WeWork India fighting new capital after discussions with local lender collapse.
WeWork’s India franchise has seen talks with local lender ICICI Bank Ltd on $100 million in funding break down since The We Business’s botched stock market launch, and is in early discussions to increase $200 million by new investors, the enterprise’s main shareholder Jitu Virwani said on Thursday.
Virwani’s Embassy Group, endorsed by U.S. personal equity finance Blackstone Group Inc, set up WeWork India two years back and was in discussions to sell the bulk of the operation to WeWork’s global parent We Business.
Virwani said those talks were put on hold indefinitely and that Embassy was raising around 40 billion rupees ($563.06 million) in sales of a few its assets it might invest in WeWork India if need be.
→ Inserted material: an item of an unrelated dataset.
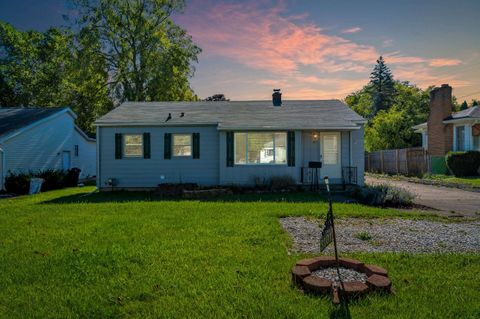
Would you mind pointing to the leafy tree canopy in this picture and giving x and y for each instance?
(148, 56)
(53, 68)
(392, 128)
“Even if we must put all that money to increase WeWork India, we’ll last” Virwani, a Dubai-based billionaire whose kid, Karan Virwani, heads WeWork India, told Reuters in an interview.
Following one of their most dramatic drops of a stock exchange flotation lately, New York-based WeWork jettisoned creator and Chief Executive Officer Adam Neumann last month and embarked on a financial turnaround targeted at sealing fresh investment.
Investors have expressed concerns about its burgeoning losses in addition to how well a business model that involves taking long-term leases and leasing out spaces for your brief term will weather a worldwide downturn.
Unlike operations in different countries, such as Japan, in which WeWork comes with an ownership stake, Embassy setup WeWork India as a company, and was reported earlier this season by Indian press to be in talks to sell a 70% stake to We Company for $2.75 billion.
It currently has a capacity of 45,000 chairs that it plans to double by the end of 2020, and has operations in six major cities across India.